Peter Thiel is using his position in Trump's transition team to make sure commercial space grows even further under the new administration. A few weeks ago, the President-Elect named the first members of NASA's "landing team," who all seemed to favor a space agency that builds its own spacecraft and rockets with legacy government contractors like Boeing and Lockheed Martin. According to The Wall Street Journal, though, Thiel "argued forcefully" for private space companies' place in Trump's NASA, essentially acting as the spokesperson for SpaceX's Elon Musk and Blue Origin's Jeff Bezos who share his concerns.
Thiel's efforts (with help from Newt Gingrich and former Republican Congressman Robert Walker) didn't go to waste: ex-NASA official Charles Miller, a proponent of commercial space, has just been given a seat in Trump's landing team. WSJ says the incoming administration is also expected to bring in other pro-private space personnel. The names floating around include Alan Lindenmoyer, the former chief of NASA's commercial space taxi program, and Alan Stern, head of the New Horizons mission and chairman of the Commercial Spaceflight Federation.

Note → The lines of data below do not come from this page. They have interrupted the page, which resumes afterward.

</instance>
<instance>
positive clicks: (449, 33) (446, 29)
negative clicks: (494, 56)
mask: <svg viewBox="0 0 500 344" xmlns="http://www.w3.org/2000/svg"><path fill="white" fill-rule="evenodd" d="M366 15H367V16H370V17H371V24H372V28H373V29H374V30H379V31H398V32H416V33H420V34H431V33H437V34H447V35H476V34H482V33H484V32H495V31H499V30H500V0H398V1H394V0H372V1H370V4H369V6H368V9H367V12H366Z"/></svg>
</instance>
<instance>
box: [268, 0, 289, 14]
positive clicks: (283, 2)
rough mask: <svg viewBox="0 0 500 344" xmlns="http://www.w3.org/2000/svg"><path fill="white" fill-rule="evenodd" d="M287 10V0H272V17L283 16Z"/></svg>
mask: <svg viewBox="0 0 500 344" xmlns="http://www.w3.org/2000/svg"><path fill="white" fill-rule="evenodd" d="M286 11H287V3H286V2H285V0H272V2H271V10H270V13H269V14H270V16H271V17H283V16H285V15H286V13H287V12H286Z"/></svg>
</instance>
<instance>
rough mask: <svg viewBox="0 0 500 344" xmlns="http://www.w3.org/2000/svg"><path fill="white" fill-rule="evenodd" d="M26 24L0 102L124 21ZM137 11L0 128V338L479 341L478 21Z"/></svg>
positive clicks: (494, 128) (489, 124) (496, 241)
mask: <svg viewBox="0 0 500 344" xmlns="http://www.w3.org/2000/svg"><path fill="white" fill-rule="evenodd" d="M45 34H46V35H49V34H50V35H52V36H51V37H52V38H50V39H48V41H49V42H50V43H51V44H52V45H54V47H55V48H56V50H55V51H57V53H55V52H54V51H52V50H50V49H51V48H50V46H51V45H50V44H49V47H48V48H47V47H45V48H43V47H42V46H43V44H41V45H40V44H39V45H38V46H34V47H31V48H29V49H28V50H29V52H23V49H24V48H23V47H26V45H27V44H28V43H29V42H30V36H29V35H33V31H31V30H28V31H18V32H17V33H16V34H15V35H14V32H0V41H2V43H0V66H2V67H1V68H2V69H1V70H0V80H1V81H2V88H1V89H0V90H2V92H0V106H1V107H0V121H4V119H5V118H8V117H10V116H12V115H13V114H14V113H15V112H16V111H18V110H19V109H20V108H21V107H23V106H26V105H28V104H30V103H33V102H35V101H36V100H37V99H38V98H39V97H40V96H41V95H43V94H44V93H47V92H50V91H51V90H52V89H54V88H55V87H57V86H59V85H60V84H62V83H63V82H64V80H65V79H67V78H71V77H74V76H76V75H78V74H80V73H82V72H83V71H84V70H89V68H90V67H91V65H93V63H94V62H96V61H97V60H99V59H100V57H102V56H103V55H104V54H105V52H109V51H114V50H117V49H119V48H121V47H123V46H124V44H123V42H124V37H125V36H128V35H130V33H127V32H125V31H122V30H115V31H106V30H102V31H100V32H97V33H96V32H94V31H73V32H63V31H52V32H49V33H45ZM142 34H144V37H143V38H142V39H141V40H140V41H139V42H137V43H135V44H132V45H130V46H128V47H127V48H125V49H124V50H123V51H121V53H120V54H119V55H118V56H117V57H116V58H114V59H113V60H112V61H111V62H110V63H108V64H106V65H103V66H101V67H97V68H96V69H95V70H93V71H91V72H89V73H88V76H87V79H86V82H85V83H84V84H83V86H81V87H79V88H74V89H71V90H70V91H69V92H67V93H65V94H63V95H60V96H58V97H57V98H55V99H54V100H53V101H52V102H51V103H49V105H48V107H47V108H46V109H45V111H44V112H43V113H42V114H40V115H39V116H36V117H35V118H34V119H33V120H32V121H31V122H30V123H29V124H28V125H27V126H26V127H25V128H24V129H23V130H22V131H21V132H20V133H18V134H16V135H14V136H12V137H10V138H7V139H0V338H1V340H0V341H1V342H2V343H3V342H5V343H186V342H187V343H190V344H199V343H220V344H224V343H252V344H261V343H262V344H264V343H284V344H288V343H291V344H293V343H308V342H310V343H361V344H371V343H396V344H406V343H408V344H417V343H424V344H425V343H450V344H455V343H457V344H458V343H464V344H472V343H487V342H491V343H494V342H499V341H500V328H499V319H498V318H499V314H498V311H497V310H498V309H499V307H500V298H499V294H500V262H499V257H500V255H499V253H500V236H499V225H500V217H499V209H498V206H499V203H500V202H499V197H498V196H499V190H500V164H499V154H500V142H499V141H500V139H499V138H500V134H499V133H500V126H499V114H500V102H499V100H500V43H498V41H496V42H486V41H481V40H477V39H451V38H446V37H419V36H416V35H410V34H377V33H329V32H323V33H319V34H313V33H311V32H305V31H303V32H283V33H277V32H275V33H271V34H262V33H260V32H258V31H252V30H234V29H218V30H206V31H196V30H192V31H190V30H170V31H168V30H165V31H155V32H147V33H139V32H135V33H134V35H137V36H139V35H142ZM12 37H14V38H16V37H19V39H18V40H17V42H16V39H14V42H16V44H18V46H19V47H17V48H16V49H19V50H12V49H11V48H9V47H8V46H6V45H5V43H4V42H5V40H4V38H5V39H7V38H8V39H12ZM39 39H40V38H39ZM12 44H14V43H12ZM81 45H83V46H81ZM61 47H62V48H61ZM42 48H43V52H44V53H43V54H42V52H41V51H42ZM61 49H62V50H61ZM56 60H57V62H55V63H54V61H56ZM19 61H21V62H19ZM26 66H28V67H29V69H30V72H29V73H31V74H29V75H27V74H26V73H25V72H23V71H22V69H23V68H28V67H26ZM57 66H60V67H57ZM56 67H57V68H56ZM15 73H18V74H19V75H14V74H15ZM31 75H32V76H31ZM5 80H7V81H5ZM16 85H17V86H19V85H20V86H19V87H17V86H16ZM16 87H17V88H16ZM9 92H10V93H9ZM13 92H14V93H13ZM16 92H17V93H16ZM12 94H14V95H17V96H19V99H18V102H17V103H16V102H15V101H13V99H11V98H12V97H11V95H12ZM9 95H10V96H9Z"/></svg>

That said, not everyone's happy with this development. The government's legacy contractors are reportedly accusing Thiel and Musk of pushing for commercial space for their own financial gain. Thiel, one of Musk's PayPal co-founders, was one of SpaceX's earliest investors. WSJ clarifies that this landing team won't exactly be in charge of running NASA under the Trump administration, so it could still go either way. However, they can exert their influence, help recruit like-minded personnel and even stay on to make decisions for the space agency.